Note: if you're interested in Z-80 architecture, you seriously should read that link.

  • One of the reasons I was told was that the circuit extended to 16 bits easily (and was later used in the Z8000 as I recall) and doing decimal (BCD) math was easier. DAA (decimal adjust accumulator) was driven by the half carry flag. In '85 Intel wrote a Z80 emulator in 8086 machine code to try to win some Japanese game console design win and the decimal arithmetic stuff[1] was a PITA (and as it turned out not used a lot in games :-)

    [1] The 8080 also had these decimal arithmetic hacks but it didn't have an alternate set of registers to pull from.

    • Thanks for the interesting information. I'm skeptical that the Z-80 designers were planning ahead for 16 bits, though. Simpler BCD math is a possibility - I'll look into this as I examine the Z-80 more. The 6502 wins, though, for crazy but efficient decimal arithmetic - it has a complex patented circuit that detects decimal carry in parallel with the addition/subtraction, and another circuit to add the correction factor to the result without going through the ALU again. So you don't need a separate DAA instruction or additional cycles for decimal correction.

      General question: what things about the Z-80 would you guys like me to write about? Any particular features of the chip? Register-level architecture, gates, or the silicon? Analyzing instructions do cycle by cycle? Gate counts by category? Comparison with other microprocessors?

      2 replies →

    • Whether to provide BCD optimisation always seemed to be a tricky engineering decision; virtually nobody used the 6502 BCD instructions in the amateur home microcomputer environment I was familiar with in the 80s, but it was clearly considered to be important to the CPU manufacturers. Were there BCD benchmarks back then? Was it considered a killer feature to make financial software easier to write? Did Rockwell ever capitalise on that patent?

      10 replies →

I think it started life as a 4 bit processor to compete with the 4004 and went out the door as 8 after the 8080 so they just muxed what was already there.
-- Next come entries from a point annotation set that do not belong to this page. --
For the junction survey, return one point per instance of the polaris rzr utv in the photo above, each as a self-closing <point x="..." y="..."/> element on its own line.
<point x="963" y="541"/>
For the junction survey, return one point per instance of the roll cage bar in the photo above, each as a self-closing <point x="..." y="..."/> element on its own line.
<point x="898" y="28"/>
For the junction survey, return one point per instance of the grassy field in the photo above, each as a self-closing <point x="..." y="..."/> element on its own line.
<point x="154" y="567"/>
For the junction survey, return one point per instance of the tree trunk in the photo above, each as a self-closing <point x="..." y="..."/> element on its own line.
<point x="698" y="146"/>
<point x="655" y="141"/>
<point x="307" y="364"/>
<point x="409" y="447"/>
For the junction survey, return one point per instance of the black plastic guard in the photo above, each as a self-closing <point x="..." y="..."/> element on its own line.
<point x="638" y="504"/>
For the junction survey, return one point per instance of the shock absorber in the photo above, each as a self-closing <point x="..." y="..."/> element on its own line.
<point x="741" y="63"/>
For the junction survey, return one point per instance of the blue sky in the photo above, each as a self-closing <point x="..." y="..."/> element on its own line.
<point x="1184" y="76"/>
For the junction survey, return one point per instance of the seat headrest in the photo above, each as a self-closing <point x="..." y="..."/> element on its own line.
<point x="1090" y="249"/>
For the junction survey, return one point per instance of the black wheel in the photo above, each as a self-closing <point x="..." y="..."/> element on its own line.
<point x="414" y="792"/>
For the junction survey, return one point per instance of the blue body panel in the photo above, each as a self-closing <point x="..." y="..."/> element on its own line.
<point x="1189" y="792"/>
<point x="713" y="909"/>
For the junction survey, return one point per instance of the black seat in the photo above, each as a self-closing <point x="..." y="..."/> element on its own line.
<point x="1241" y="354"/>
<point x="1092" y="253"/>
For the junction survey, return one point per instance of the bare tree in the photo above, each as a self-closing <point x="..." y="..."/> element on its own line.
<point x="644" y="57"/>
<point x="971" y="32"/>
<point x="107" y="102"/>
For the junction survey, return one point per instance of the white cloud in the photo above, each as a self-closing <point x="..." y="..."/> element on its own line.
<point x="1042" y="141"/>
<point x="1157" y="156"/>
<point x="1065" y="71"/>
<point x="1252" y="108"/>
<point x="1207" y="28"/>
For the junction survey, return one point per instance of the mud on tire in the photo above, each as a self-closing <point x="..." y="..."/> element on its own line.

I don't know that, I just think that. :-)

Indeed .. in all the years I spent programming the Z80, I never for a minute suspected it had this ALU architecture. It's not even mentioned in Rodney Zaks's great work.

I remember the Z80 felt distinctively more sluggish than the 6502 (I had an Apple II with a Z-80 Softcard in it so it could run CP/M). Now I know why.

  • No you don't, this was a clever optimization not a performance degrading hack. It was possible to save half the ALU transistors "for free" so the designer did. The for free bit is important. The Z80 ran a superset of the 8085 instruction set at equal or greater speed, but the 8085 had an 8 bit ALU.

    • The minimum time of an instruction to execute on the 6502 was 2 clock cycles. The maximum is 7, IIRC. On the Z80, it's 4, with the maximum being about 30.

      This has, of course, little to do with the width of the ALU.